While in Milan, Leonardo worked on his famous Last Supper. It is said that Leonardo would work on the painting non-stop for up to a day, while some days the brush wouldnt touch the painting. The Last Supper was doomed from the start due to Leonardos mixture of paint. The paint would have worked perfectly on canvas, but not on a wall due to the clay base and varnish mixed with oil to make the colors rich. It soon began to flake and run (Mannering 40). Leonardo was interested in optics. Optics is the study of shadows and how things appear.

For example, how there is a vanishing point, and shadows. His style was very different from other Renaissance artists of his time because of his understanding of optics. Thats why his paintings were so great. Leonardo once wrote, The first object of the painter is to make a flat plane appear as a body in relief and projecting from the plane. Then in 1499, the French invaded Milan and forced Leonardo to go back to Florence. He was welcomed back warmly due to his well-known Last Supper. While in Milan in 1503, Leonardo painted the portrait of a Renaissance woman.

Many are suspicious of who she was. Some say the portrait is of a normal woman, while others believe that it was Leonardo drawing himself through a mirror as a woman (Summers 200). Either way the Mona Lisa is the most famous portrait ever painted. The Mona Lisa is so popular because its smile is so mysterious, because it is in the process of either appearing or disappearing. Yes, the Mona Lisa was also left unfinished by Leonardo (MacLeish 321), Leonardos paintings were all very unique and different in the Renaissance. His style was unpopular then, but later became the standard.

His works were interesting because they were of motion, unlike other Renaissance painters (Gilbert 441). Diffuse shadows and subtle hues that marked the beginning of the High Renaissance characterized his work. What made his paintings so new was his understanding of perspective of clarity and perspective of color (Gilbert 438). In 1504, Leonardo worked with Michelangelo in Milan. Michelangelo was a younger and rising star in painting. They hated each other (MacLeish 321). They were both assigned to decorate the walls of the new Florence City Hall.

But Leonardos paint creation was a disaster and in 1506 he left his work never to be finished (Summers 200). From 1506 to 1512, Leonardo was under the protection of Louis XII of France. Here in France he pondered the universe and worked on his notes and on his inventions. Then like many painters of his time, he moved to Rome. He lived there from 1513 to 1516 with the Pope Leo X. While in the church he drew The Deluge. This is Leonardos drawing of the world ending. While there, a fleeting but savage physical attack left one of Leonardos hands partially paralyzed (Mathe 12).

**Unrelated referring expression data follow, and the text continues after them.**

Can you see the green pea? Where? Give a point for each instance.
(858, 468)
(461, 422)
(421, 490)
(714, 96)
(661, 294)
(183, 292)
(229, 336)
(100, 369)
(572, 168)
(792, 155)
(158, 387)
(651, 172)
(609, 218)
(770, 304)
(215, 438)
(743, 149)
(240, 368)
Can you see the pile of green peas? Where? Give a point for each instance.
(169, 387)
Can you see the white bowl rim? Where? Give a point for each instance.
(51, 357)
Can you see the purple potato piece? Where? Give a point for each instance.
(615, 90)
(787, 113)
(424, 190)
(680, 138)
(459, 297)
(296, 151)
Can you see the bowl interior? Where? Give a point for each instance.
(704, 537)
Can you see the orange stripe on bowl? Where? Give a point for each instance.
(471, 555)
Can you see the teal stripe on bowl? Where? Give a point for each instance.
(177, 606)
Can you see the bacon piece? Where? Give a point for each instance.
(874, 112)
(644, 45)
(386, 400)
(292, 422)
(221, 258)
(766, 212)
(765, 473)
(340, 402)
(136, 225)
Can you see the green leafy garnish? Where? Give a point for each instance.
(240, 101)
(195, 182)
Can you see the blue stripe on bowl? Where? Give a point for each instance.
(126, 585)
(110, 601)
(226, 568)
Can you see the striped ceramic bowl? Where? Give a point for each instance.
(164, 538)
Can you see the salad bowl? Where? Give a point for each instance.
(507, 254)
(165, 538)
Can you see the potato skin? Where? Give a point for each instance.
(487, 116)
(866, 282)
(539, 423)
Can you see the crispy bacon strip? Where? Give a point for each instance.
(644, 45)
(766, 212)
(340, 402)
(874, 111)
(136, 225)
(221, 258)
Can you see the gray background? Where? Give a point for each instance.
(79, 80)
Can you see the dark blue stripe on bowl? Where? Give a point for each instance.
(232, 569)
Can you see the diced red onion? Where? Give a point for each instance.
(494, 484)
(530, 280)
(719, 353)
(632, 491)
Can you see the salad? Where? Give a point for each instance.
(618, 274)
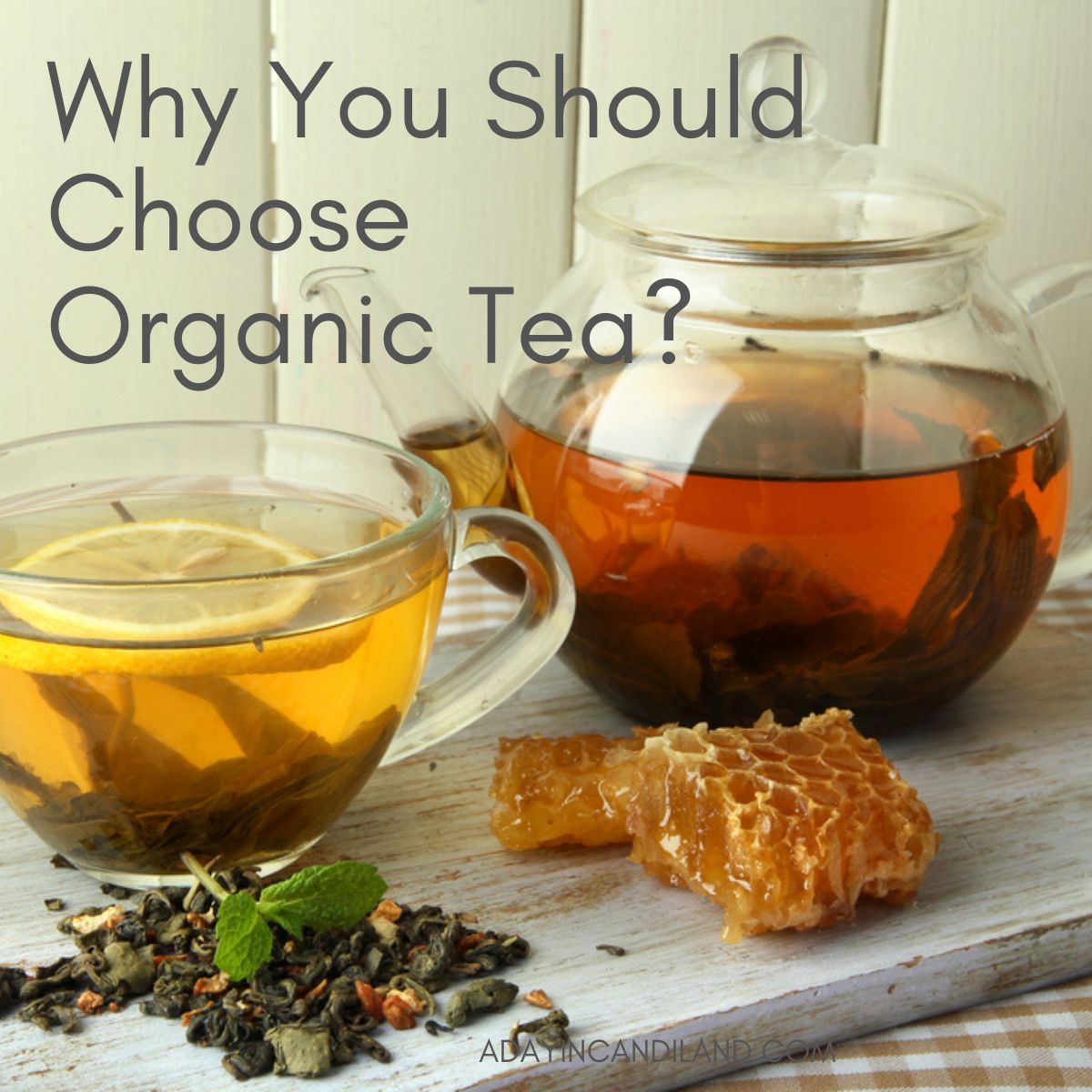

After his attack Leonardo left for Choux, France in 1516 with his companion Salai and trusted friend Melzi. There in Choux he was the first painter, engineer, and architect of the king. While there he was devoted to anatomical drawings, drafting, architectural plans, and designing sets for court entertainment. Leonardo knew he was dying, his greatest works crumbling, his knowledge undiscovered. He grieved for what he might have been. Leonardo died on May 2, 1519. Leonardo was the symbol of the Renaissance spirit although his life was filled with accomplishments that were never fully realized.

His life remains immortal due to the large volume of works that he left behind. Leonardo was dedicated to the discovery of truth and the mysteries of nature. His insightful contributions to science and technology were and are legendary. As the archetypal Renaissance Man, Leonardo helped set an ignorant and superstitious world on a course of reason, science, learning, and tolerance (Berkeley 1). To label Leonardo an excellent painter is like calling Shakespeare a clever wordsmith. He was a true genius, recognized in his time, and idolized in ours.